Dalam forum tersebut, Pompeo menyatakan kekhawatiran Richard Nixon, Presiden AS 1969-1974, yang pernah menyampaikan ketakutannya untuk membuka hubungan diplomatik dengan China dan PKC, yang semula hanya ramalan, kini menjadi kenyataan. ”Presiden Nixon pernah berkata, dia takut dia telah menciptakan ’Frankenstein’ dengan membuka dunia untuk PKC. Dan, kita berada di sini sekarang,” kata Pompeo.

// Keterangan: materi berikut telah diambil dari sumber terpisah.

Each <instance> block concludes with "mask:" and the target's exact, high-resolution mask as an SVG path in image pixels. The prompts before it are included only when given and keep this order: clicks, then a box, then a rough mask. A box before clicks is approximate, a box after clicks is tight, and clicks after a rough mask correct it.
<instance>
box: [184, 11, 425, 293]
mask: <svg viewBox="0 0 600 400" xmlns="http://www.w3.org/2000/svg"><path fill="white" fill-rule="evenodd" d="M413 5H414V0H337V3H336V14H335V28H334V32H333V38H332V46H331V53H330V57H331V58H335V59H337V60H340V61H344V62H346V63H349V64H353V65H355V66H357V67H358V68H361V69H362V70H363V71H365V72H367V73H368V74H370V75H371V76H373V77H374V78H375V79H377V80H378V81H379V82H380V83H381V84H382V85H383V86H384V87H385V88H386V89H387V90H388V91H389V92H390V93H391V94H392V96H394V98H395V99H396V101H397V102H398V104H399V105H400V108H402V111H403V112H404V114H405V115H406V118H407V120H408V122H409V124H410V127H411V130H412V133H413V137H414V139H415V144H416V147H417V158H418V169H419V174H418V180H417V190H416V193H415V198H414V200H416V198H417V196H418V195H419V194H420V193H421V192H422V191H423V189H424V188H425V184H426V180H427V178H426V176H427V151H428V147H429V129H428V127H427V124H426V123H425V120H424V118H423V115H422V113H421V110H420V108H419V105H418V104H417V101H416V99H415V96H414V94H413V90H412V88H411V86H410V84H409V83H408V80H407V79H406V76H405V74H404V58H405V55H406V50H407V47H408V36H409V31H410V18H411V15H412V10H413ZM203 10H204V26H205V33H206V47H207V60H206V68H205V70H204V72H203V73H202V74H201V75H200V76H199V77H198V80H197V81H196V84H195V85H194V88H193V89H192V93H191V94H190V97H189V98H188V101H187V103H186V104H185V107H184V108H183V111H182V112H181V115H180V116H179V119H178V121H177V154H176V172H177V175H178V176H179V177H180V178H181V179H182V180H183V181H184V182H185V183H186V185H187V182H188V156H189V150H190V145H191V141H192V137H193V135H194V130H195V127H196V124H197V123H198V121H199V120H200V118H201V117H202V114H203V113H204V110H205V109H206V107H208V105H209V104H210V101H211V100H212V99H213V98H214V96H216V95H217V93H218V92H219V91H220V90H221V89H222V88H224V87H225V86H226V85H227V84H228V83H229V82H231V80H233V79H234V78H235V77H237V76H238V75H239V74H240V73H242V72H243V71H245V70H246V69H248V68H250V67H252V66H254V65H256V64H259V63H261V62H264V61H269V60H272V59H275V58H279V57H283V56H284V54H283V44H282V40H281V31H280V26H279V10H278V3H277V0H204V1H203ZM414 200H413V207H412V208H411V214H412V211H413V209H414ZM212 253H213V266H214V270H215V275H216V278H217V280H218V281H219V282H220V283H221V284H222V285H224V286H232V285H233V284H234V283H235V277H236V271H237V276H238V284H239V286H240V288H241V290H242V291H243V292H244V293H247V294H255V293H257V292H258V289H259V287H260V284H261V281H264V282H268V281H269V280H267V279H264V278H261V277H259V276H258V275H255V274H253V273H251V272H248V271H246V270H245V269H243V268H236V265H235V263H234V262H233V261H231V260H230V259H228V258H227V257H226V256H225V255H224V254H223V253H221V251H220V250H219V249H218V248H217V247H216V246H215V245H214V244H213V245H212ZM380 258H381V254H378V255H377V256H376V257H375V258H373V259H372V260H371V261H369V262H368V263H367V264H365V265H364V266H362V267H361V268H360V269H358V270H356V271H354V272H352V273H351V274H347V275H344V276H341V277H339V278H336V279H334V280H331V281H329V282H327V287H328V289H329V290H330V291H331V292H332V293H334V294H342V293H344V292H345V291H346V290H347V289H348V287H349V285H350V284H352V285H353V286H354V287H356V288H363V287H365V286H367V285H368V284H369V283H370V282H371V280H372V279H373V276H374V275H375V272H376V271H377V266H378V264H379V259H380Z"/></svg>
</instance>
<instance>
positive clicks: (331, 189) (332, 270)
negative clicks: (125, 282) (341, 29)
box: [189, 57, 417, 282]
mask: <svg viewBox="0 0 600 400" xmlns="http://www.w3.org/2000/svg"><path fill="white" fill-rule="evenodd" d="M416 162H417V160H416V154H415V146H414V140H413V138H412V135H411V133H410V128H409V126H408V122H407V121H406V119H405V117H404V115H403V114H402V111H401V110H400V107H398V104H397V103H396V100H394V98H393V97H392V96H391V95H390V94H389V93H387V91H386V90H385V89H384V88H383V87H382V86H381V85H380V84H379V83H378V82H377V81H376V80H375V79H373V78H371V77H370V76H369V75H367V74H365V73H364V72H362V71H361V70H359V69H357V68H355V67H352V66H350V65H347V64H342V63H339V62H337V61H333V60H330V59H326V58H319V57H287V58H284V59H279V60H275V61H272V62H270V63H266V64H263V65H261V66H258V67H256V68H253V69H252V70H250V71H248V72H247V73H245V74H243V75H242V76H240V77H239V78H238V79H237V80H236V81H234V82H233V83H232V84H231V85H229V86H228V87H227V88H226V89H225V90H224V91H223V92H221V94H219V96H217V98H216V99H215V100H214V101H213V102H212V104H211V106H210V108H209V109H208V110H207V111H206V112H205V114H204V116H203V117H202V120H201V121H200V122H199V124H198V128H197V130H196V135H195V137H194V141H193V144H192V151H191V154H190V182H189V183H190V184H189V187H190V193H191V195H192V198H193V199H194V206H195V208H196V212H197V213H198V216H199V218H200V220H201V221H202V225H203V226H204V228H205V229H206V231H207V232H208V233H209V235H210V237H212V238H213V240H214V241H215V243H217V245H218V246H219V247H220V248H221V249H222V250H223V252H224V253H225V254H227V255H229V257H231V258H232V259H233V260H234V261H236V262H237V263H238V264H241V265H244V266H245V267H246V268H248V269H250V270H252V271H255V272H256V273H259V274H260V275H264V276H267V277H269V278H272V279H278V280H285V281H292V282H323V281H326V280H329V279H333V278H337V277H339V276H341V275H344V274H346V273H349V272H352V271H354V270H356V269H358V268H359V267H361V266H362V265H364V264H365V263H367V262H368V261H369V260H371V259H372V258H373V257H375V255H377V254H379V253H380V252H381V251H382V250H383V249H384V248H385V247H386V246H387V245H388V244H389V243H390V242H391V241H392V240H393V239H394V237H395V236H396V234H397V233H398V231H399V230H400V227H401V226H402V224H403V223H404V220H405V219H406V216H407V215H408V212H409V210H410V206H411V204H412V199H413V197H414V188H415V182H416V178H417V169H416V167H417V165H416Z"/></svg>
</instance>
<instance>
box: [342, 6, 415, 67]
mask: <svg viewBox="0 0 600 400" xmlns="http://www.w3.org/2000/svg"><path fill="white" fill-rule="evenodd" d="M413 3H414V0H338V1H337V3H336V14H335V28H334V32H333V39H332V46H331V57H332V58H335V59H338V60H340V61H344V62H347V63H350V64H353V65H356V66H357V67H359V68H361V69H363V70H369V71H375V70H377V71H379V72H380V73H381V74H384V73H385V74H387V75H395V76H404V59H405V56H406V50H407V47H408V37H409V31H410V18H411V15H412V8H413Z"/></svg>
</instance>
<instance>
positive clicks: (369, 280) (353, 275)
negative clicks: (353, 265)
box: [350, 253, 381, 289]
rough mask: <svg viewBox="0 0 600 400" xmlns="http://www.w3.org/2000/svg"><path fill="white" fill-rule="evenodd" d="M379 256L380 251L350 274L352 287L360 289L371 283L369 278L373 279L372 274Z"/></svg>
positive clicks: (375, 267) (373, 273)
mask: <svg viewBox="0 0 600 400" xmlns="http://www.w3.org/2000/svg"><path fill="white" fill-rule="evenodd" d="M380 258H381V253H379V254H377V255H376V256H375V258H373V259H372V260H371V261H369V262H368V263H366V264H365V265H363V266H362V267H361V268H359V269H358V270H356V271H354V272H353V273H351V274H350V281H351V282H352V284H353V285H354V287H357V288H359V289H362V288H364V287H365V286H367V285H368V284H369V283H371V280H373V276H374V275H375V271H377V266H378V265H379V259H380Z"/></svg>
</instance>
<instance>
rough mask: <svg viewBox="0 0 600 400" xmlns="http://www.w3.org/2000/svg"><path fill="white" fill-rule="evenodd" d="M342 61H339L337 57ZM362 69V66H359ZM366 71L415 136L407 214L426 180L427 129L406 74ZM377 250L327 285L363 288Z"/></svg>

Nixon—meninggal pada 1994—membuka jalan bagi pembentukan hubungan diplomatik AS dengan China pada 1979 melalui serangkaian kontak, termasuk kunjungan ke Beijing pada 1972.
Selain menyebut Pemerintah China dengan sosok Frankenstein, sosok monster dalam karya penulis Inggris, Mary Shelley, Pompeo juga menyebut pemerintahan Xi Jinping sebagai sebuah tirani baru karena kebijakan-kebijakan yang merepresi warga, termasuk terhadap warga Hong Kong yang selama ini dikenal menerapkan sistem demokrasi dalam pemerintahannya.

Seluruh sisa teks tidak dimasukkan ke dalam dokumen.